Geral
Medalhista olímpico brasileiro diz que temeu morte ‘lenta, silenciosa e solitária’ por covid-19
Com Terra
“Chegamos a jogar com 50ºC em Acapulco, 48ºC na Olimpíada de Atenas ao meio-dia, com a areia a 60ºC, peguei 2ºC em Moscou. Peguei as maiores e menores temperaturas que o ser humano pode suportar, de camiseta e shorts. Isso não me tornou melhor do que ninguém para combater o vírus”, relata Márcio Araújo, em entrevista ao Estadão.
Vivendo em Fortaleza, o ex-jogador de vôlei de praia não conseguiu ser internado de imediato quando ficou doente. Assim, se isolou em uma casa de praia, onde teve medo de morrer, depois passando quatro dias internado em um hospital, mesmo que já estivesse sendo medicado. Quando recebeu alta, sua esposa Juliana, grávida de oito meses, estava infectada e precisou ficar hospitalizada por quase uma semana.
Ele, então, teve de retornar ao ambiente hospitalar. Assim, mesmo estando fragilizado, com pneumonia, passava o período diurno com Juliana, que era acompanhada, para dormir, por sua irmã. Márcio Araújo relembra que o drama foi triplo, pois a doença na esposa também trouxe complicações para o bebê, que chegou a estar com apenas 1,95kg com 34 semanas de gestação. Agora, porém, o peso está sendo recuperado. “A nenê emagreceu um pouco, porque não havia transporte de alimentos e nutrientes”, explicou.
Hoje recuperado, ele garante ter ficado em isolamento desde o início da crise do coronavírus, optando por seguir sua rotina em duas residências. Márcio Araújo e sua família passavam os finais de semana em Fortaleza. Já durante a semana, ficavam em uma casa de praia, em Taíba, nas proximidades da capital cearense.
“Ia para lá durante a semana e ficava no apartamento de Fortaleza no sábado e domingo, para não pirar durante o confinamento.
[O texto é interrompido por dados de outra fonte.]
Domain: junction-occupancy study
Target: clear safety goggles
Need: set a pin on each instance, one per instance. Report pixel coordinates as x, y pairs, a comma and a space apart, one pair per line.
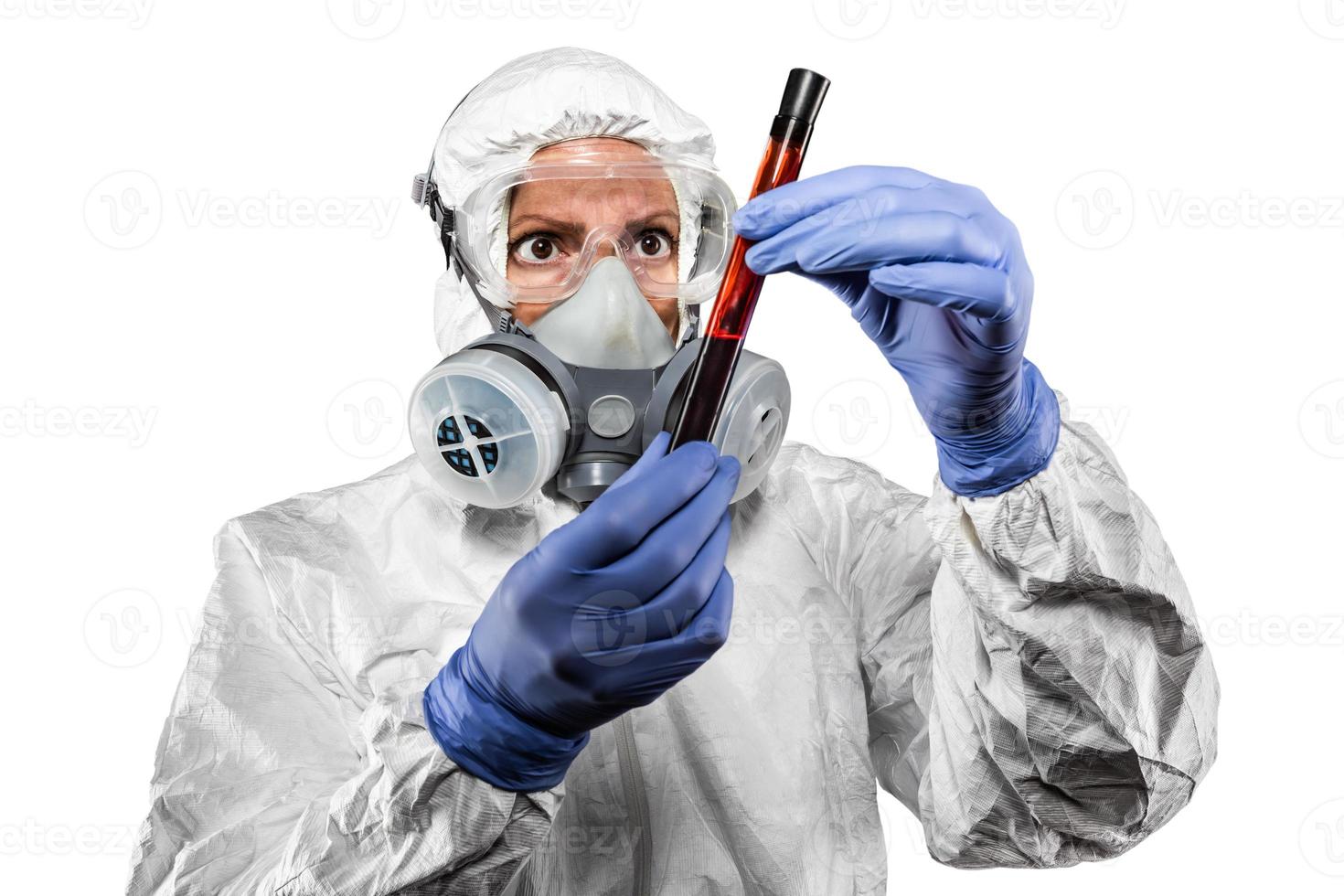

Acredito que me contaminei lá, porque ia no supermercado, posto, depósito, na farmácia, e não tinha álcool gel no carro, embora sempre usasse máscara”, relata.
Foi lá, também, onde Márcio Araújo viveu os momentos mais angustiantes com a covid-19. Com dor de cabeça e febre, não fez a viagem rotineira para a casa de praia, indo a um hospital, onde foi detectado que ele estava com coronavírus. Medicado, ficou em isolamento no quarto de uma de suas filhas em Fortaleza.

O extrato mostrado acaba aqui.